Soligorskopterus Temporal range: Lower Frasnian-Middle Famennian, 382.7–364.7 Ma PreꞒ Ꞓ O S D C P T J K Pg N

Scientific classification
- Kingdom: Animalia
- Phylum: Arthropoda
- Subphylum: Chelicerata
- Order: †Eurypterida
- Superfamily: †Stylonuroidea
- Family: †Stylonuridae
- Genus: †Soligorskopterus Plax et al. 2018
- Type species: †Soligorskopterus tchepeliensis Plax et al. 2018
- Species: †S. shpinevi Naugolnykh & Areshin, 2019; †S. tchepeliensis Plax et al. 2018;

= Soligorskopterus =

Extinct genus of arthropods

Soligorskopterus is a genus of eurypterid, a group of extinct aquatic arthropods. Fossils of Soligorskopterus have been discovered in deposits from the Late Devonian.

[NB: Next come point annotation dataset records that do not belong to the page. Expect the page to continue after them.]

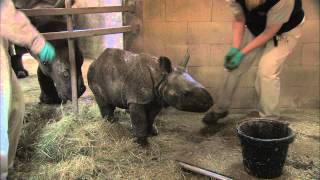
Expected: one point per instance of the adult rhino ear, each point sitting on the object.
(165, 64)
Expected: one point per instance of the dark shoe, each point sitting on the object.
(212, 117)
(153, 131)
(22, 74)
(253, 114)
(142, 141)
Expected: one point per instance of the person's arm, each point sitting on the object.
(16, 27)
(238, 26)
(276, 17)
(263, 38)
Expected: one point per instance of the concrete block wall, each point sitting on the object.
(94, 46)
(169, 27)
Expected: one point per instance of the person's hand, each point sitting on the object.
(47, 53)
(235, 61)
(233, 51)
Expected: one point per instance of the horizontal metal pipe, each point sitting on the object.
(86, 33)
(71, 11)
(203, 171)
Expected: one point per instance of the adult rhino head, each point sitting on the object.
(55, 77)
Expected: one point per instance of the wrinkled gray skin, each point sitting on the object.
(143, 84)
(54, 78)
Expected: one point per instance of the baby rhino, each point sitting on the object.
(144, 84)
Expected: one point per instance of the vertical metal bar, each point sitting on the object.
(72, 62)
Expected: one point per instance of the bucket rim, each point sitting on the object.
(287, 138)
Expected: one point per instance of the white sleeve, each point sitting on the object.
(16, 27)
(235, 7)
(281, 12)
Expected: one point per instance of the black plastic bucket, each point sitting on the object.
(265, 145)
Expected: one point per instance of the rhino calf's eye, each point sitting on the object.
(66, 74)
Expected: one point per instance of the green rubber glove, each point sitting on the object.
(233, 51)
(47, 53)
(235, 61)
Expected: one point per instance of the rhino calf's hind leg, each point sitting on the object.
(106, 110)
(152, 113)
(139, 122)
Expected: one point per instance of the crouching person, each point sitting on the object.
(15, 27)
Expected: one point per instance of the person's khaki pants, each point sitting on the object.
(267, 81)
(16, 106)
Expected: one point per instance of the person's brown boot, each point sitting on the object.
(212, 117)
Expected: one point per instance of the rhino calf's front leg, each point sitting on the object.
(139, 122)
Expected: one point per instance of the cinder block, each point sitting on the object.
(310, 33)
(243, 98)
(154, 47)
(311, 8)
(154, 10)
(176, 53)
(173, 32)
(289, 97)
(299, 97)
(218, 53)
(221, 11)
(177, 10)
(310, 54)
(188, 10)
(214, 91)
(200, 55)
(200, 10)
(154, 31)
(209, 76)
(299, 76)
(294, 59)
(209, 32)
(248, 79)
(176, 33)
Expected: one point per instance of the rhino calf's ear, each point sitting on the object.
(165, 64)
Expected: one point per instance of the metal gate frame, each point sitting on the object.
(71, 34)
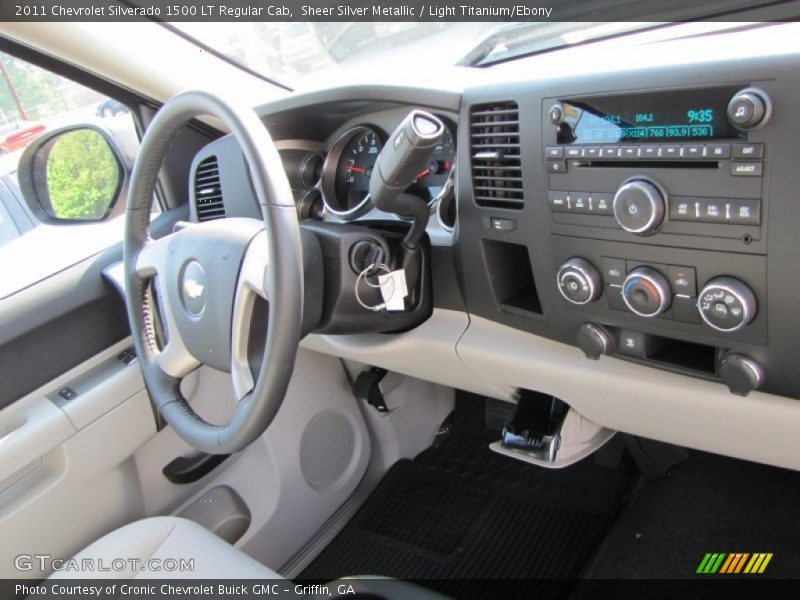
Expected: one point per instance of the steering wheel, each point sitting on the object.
(200, 284)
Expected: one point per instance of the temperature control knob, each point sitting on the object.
(579, 281)
(750, 108)
(646, 292)
(727, 304)
(639, 206)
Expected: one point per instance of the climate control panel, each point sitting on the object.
(725, 304)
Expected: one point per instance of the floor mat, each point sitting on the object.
(460, 513)
(708, 504)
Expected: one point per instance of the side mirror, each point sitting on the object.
(75, 174)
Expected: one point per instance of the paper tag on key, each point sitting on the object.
(394, 289)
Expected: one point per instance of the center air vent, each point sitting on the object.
(208, 191)
(495, 150)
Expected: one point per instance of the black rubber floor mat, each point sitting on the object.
(708, 504)
(462, 519)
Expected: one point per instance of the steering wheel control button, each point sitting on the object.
(193, 288)
(579, 281)
(631, 343)
(749, 108)
(741, 374)
(639, 207)
(594, 340)
(646, 292)
(727, 304)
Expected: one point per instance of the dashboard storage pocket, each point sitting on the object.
(511, 275)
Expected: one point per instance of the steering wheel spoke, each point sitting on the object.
(250, 286)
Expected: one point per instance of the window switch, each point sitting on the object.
(67, 393)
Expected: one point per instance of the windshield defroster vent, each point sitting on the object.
(208, 190)
(495, 151)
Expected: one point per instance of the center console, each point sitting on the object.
(648, 222)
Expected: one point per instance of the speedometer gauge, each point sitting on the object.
(348, 168)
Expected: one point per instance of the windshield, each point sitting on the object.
(296, 53)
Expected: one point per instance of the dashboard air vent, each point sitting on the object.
(208, 190)
(495, 150)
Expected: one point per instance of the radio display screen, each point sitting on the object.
(648, 117)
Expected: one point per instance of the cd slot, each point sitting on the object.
(654, 164)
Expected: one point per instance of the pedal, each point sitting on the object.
(535, 427)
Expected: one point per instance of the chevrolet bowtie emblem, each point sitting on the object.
(192, 289)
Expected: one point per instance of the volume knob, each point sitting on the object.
(639, 206)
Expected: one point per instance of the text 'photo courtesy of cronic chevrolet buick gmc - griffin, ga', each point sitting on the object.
(400, 306)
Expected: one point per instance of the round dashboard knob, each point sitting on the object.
(727, 304)
(740, 373)
(639, 206)
(578, 281)
(646, 292)
(749, 108)
(594, 340)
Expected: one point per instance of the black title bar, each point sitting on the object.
(392, 10)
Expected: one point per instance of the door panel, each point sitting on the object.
(66, 474)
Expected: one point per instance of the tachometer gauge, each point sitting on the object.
(345, 178)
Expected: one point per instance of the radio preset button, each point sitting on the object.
(745, 212)
(558, 201)
(748, 151)
(670, 151)
(602, 204)
(683, 209)
(609, 152)
(713, 210)
(554, 152)
(648, 152)
(691, 151)
(717, 151)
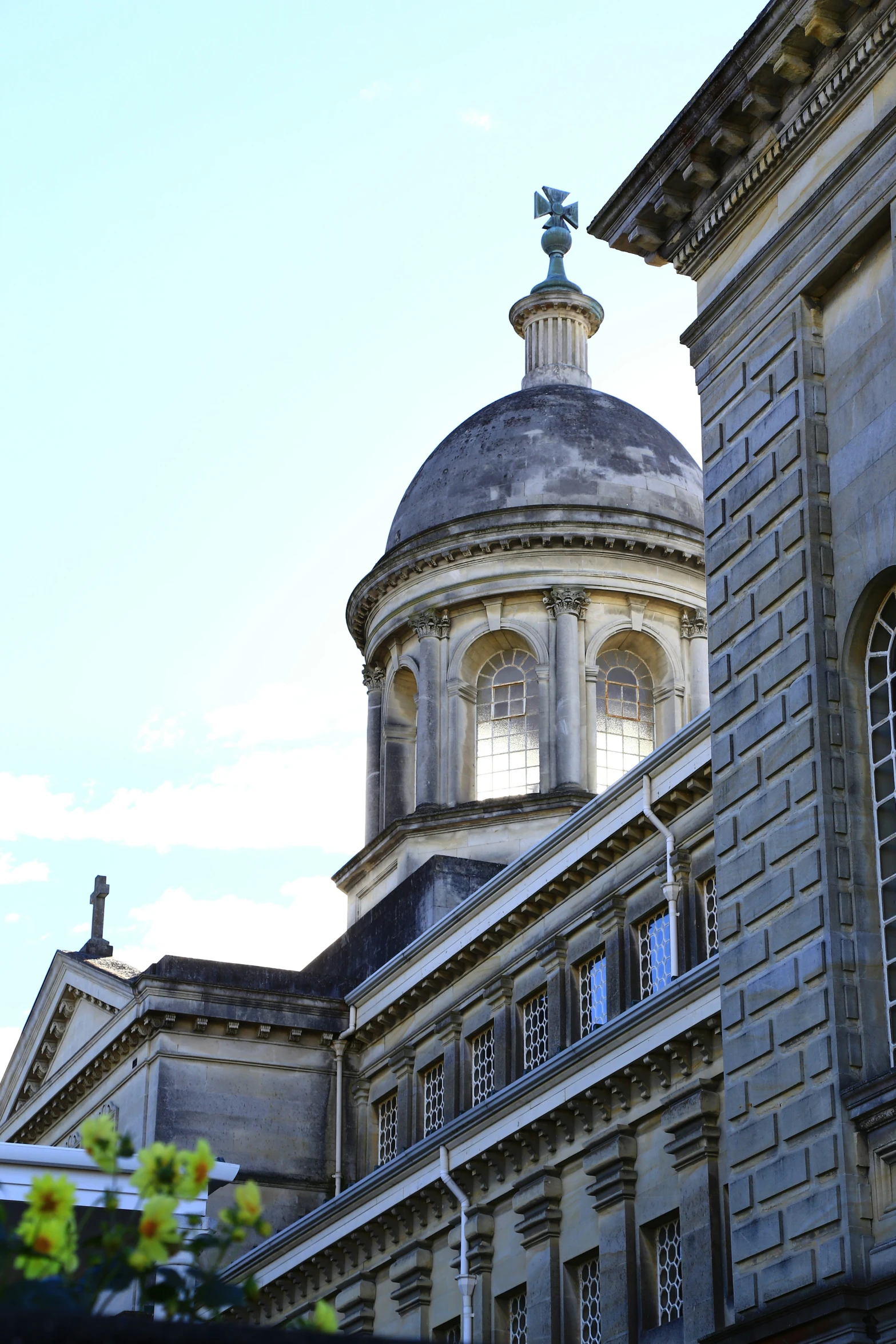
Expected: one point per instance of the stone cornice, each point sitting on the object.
(521, 531)
(378, 1214)
(723, 137)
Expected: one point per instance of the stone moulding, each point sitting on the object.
(390, 574)
(595, 861)
(372, 1229)
(818, 105)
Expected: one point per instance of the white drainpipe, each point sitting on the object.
(465, 1281)
(671, 889)
(339, 1046)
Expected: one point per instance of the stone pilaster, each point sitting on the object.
(480, 1256)
(430, 629)
(402, 1065)
(356, 1304)
(552, 959)
(610, 1163)
(449, 1032)
(567, 607)
(694, 1123)
(374, 679)
(610, 917)
(360, 1096)
(789, 996)
(536, 1198)
(412, 1272)
(499, 995)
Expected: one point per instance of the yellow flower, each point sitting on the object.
(195, 1170)
(158, 1231)
(324, 1319)
(50, 1196)
(158, 1172)
(249, 1203)
(100, 1139)
(51, 1246)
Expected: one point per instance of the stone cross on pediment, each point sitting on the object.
(98, 902)
(552, 205)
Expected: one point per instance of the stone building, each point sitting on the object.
(618, 991)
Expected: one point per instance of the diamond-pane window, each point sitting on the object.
(435, 1099)
(535, 1030)
(507, 726)
(590, 1303)
(711, 910)
(880, 677)
(516, 1319)
(655, 953)
(625, 715)
(387, 1128)
(483, 1051)
(593, 992)
(670, 1272)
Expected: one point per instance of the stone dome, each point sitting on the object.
(554, 448)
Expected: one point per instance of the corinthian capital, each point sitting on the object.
(372, 675)
(566, 600)
(694, 625)
(430, 623)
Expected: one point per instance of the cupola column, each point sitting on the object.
(694, 628)
(567, 607)
(374, 679)
(430, 631)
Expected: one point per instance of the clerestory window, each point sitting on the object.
(507, 726)
(625, 715)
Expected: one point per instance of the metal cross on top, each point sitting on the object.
(552, 205)
(98, 902)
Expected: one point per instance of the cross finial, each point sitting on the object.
(556, 238)
(98, 902)
(552, 205)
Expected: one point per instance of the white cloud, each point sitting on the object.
(284, 711)
(260, 933)
(481, 120)
(158, 733)
(13, 873)
(266, 800)
(9, 1042)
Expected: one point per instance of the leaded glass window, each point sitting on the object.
(435, 1099)
(535, 1030)
(711, 912)
(387, 1128)
(593, 992)
(590, 1301)
(483, 1051)
(655, 953)
(670, 1272)
(625, 715)
(880, 674)
(507, 726)
(516, 1319)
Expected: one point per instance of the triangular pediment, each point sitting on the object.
(75, 1004)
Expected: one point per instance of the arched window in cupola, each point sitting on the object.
(625, 715)
(507, 726)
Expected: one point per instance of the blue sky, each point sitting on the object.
(257, 264)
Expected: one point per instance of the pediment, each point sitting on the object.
(74, 1005)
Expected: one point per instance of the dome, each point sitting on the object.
(558, 448)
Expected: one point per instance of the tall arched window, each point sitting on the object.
(507, 726)
(625, 715)
(880, 666)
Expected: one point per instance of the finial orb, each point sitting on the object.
(556, 238)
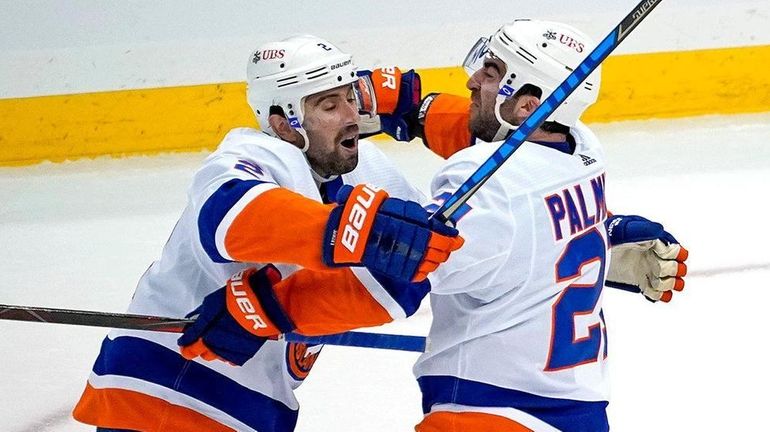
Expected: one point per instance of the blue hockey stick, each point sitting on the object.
(512, 143)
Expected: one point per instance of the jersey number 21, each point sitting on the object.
(579, 298)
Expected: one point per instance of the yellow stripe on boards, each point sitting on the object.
(683, 84)
(119, 123)
(149, 121)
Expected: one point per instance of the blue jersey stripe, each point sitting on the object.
(407, 295)
(138, 358)
(564, 414)
(215, 209)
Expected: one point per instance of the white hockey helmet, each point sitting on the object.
(282, 74)
(541, 53)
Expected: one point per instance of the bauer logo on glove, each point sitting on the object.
(391, 236)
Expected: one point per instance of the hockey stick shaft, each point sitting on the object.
(512, 143)
(176, 325)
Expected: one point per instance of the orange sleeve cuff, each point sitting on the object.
(328, 302)
(279, 226)
(446, 125)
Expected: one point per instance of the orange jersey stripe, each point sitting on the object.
(126, 409)
(444, 421)
(328, 302)
(279, 226)
(446, 125)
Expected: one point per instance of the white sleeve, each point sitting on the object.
(486, 224)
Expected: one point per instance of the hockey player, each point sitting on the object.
(644, 258)
(528, 290)
(259, 198)
(527, 286)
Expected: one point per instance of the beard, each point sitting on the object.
(333, 163)
(483, 125)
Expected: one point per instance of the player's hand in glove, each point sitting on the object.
(645, 257)
(387, 235)
(234, 322)
(397, 97)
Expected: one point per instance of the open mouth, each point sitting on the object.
(349, 143)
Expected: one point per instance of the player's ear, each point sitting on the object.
(283, 129)
(525, 105)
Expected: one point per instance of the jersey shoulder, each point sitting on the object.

The genus contains two species: S. tchepeliensis, the type species, from the Middle Famennian stage of Belarus, and S. shpinevi, from the Lower Frasnian stage of Russia. Its name derives from Soligorsk, the closest city from the fossil site of the type species, and the Greek word πτερόν (pteron), which means wing.